Short Sale and Pre-foreclosure Primer
Everything you should know and understand before pursuing a short sale purchase
There is no substitute for knowledge. Everyone should seek to learn about different types of transactions before proceeding. Moving forward with your eyes wide open and the assistance of various professional experts is highly advisable. To fully understand short sales be sure to read also Short Sales Bargain Steals and Deals
Short Sale Defined
A short sale exists when the proceeds from a sale will be insufficient to pay the mortgage(s) and other encumbrances on the property in order for the seller to transfer title free and clear. Basically the seller owes more than the property’s present market value. In order for the sale to take place the lending institution (commonly referred to as “The Bank”) must approve all aspects of the sale and often impose other terms and conditions the seller must abide by.
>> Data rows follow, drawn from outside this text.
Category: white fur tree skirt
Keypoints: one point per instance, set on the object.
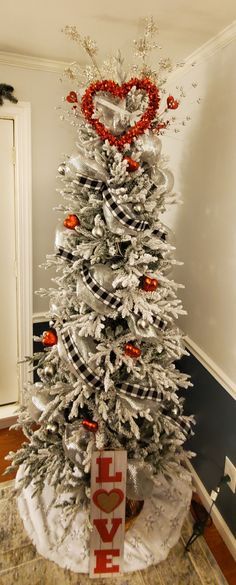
(147, 542)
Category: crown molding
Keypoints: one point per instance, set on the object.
(208, 49)
(219, 41)
(34, 63)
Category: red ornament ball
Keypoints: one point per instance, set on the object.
(132, 351)
(172, 104)
(72, 97)
(49, 338)
(71, 222)
(132, 165)
(90, 425)
(149, 284)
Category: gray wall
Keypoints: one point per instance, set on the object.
(51, 138)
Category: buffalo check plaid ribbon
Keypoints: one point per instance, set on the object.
(98, 291)
(184, 425)
(89, 182)
(96, 383)
(79, 364)
(119, 213)
(116, 209)
(139, 392)
(160, 233)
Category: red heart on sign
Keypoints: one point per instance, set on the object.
(72, 97)
(121, 91)
(108, 501)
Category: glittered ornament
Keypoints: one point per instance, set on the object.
(97, 231)
(150, 148)
(139, 483)
(132, 351)
(132, 510)
(148, 284)
(132, 165)
(138, 208)
(71, 98)
(90, 425)
(52, 427)
(62, 169)
(74, 442)
(37, 401)
(121, 91)
(49, 338)
(141, 328)
(49, 371)
(172, 104)
(71, 222)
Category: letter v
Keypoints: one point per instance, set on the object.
(101, 525)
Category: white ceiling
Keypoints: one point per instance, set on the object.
(34, 28)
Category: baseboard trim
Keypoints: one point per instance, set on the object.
(7, 415)
(218, 520)
(40, 318)
(211, 366)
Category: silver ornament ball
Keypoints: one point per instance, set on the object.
(97, 231)
(52, 427)
(142, 323)
(49, 371)
(62, 169)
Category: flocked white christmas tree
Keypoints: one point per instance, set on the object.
(108, 374)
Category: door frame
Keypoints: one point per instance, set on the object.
(20, 113)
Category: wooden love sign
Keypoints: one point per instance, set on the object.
(108, 495)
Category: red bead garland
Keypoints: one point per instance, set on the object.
(72, 97)
(148, 284)
(49, 338)
(71, 222)
(132, 351)
(132, 165)
(90, 425)
(172, 104)
(121, 91)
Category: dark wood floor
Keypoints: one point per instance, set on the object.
(11, 440)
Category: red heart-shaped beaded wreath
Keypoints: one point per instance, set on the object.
(121, 91)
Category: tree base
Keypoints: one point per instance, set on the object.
(155, 531)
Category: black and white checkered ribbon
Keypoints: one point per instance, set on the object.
(98, 291)
(160, 233)
(89, 182)
(139, 392)
(96, 383)
(117, 209)
(119, 213)
(183, 424)
(84, 371)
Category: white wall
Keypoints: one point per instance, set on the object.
(203, 157)
(50, 139)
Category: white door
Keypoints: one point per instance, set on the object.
(8, 282)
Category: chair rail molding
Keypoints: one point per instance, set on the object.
(20, 113)
(211, 366)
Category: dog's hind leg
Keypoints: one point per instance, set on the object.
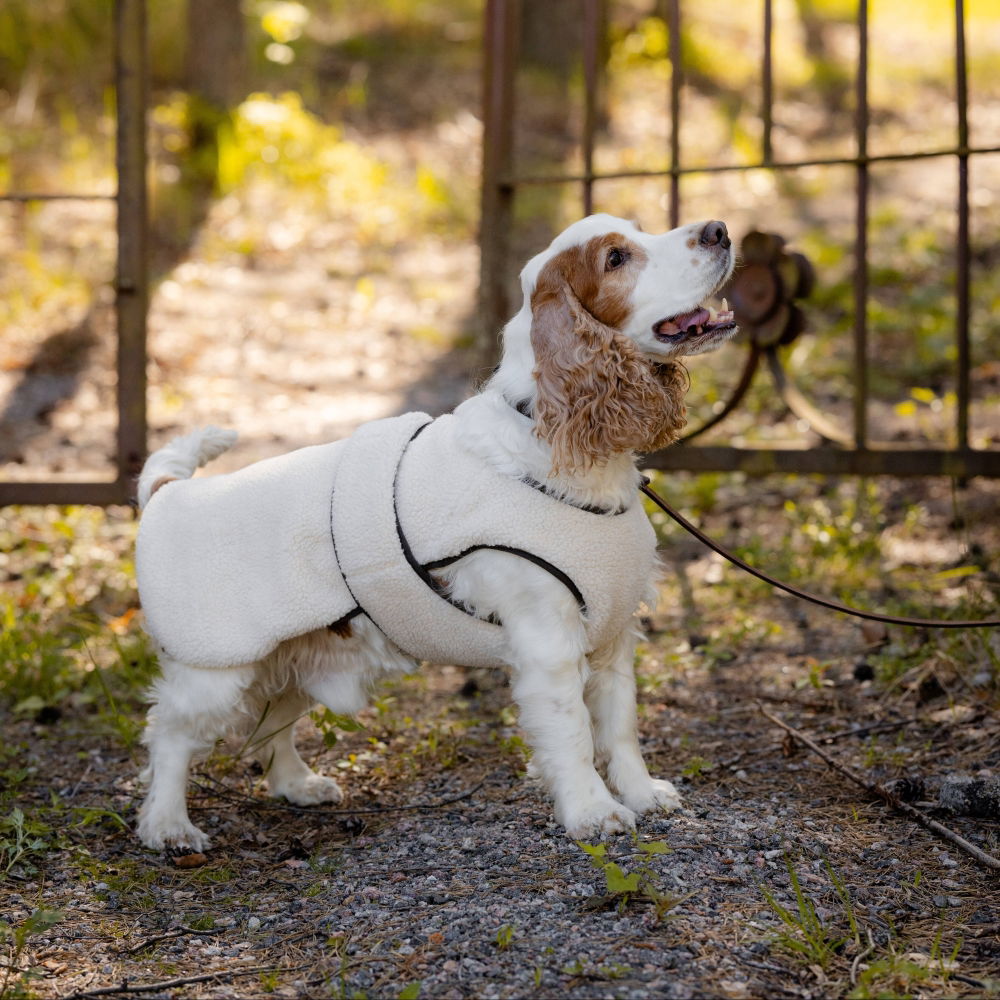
(288, 775)
(192, 708)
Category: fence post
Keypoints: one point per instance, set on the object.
(131, 277)
(502, 24)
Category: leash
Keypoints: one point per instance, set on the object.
(823, 602)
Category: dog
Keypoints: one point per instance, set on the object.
(263, 598)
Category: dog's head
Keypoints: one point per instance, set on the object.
(611, 308)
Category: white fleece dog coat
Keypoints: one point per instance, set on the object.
(230, 566)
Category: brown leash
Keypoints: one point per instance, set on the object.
(823, 602)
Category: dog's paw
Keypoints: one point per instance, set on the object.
(172, 833)
(599, 819)
(651, 795)
(308, 790)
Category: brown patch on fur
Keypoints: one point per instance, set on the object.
(341, 628)
(597, 395)
(162, 481)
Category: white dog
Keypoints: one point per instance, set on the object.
(509, 533)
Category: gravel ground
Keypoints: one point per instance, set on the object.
(447, 870)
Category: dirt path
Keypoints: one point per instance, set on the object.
(445, 867)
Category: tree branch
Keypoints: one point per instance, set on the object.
(874, 788)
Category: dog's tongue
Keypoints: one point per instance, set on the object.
(684, 322)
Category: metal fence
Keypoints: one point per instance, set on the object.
(130, 282)
(853, 452)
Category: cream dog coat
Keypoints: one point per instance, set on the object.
(230, 566)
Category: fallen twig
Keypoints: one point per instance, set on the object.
(126, 987)
(874, 788)
(168, 936)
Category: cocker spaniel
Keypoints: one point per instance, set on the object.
(509, 533)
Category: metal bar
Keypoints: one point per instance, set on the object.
(826, 461)
(502, 23)
(131, 278)
(31, 196)
(591, 21)
(100, 494)
(846, 161)
(767, 84)
(861, 236)
(962, 388)
(676, 82)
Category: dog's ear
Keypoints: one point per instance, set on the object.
(597, 396)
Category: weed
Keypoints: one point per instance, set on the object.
(641, 883)
(15, 941)
(696, 767)
(804, 933)
(22, 839)
(330, 724)
(270, 980)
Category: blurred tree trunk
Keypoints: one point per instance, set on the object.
(216, 72)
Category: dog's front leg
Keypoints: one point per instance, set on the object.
(549, 692)
(610, 696)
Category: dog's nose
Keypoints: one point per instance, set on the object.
(715, 234)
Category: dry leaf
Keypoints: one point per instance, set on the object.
(191, 861)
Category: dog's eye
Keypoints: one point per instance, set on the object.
(615, 259)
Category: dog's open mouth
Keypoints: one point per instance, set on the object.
(698, 323)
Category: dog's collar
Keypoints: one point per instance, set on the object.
(523, 406)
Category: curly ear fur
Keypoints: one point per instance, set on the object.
(597, 395)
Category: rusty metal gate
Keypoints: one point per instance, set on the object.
(842, 452)
(130, 282)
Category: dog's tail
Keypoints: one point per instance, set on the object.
(180, 458)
This situation is often referred to as preforeclosure also. The reason is, The Bank will not even consider a short sale unless the mortgagee is at least 60 or 90 days behind in their payments. When this happens it triggers the process that ultimately will lead to foreclosure. A short sale is the only option prior to foreclosure that will help the seller and The Bank while possibly being advantageous to the buyer.
For The Bank
The Bank forgives some part of the debt in exchange for eliminating the costs associated with foreclosure and the carrying costs for the property until it is sold. Once a property is bank owned (commonly called REO or real estate owned) it usually begins to deteriorate and the value drops even further in addition to the ongoing expenses. Simply, The Bank would rather be out from under the property quickly and cleanly.
For the Seller
A successful short sale is advantageous to the Seller as it negates a foreclosure on the credit report. Often times The Bank forgives some or all of the difference and the Seller will not have to repay it. The Seller should consult a tax adviser as there may be adverse tax consequences. However, more often than not, the Seller has negotiated with the bank to repay some or all of the short amount by signing a low interest personal note to be repaid over time. This, in fact, is the area of negotiation that drags out or even derails many short sales.
For the Buyer
Buyers have the opportunity to buy property under market value. This should not be interpreted as “way under” market value. It behooves The Bank to discount somewhat as they stand to save the costs mentioned above but, they are loathe to approve a sale well below the present market value.
Additionally, the Buyer must expect to wait… When an offer is made it becomes one of hundreds (thousands?) The Bank must process so there can be a delay of at least 45 days or more just to get a response. Then, negotiations may ensue. This is very different than the traditional real estate offer with 24-48 hour response. The process can be frustrating but, if you are prepared for it and understand it you will fair better. You must ask yourself, though, what other properties am I missing out on while I wait? In reality, many Buyers lose interest and walk away.
Disclaimer: It’s not my intent to provide legal, financial or other specific advice outside the scope of my profession as a Realtor and I, therefore, suggest that you talk to your broker/Realtor, financial adviser, and legal counsel to determine how it’s best for you to proceed. This is a complicated subject and learning about it before you dive in is advisable.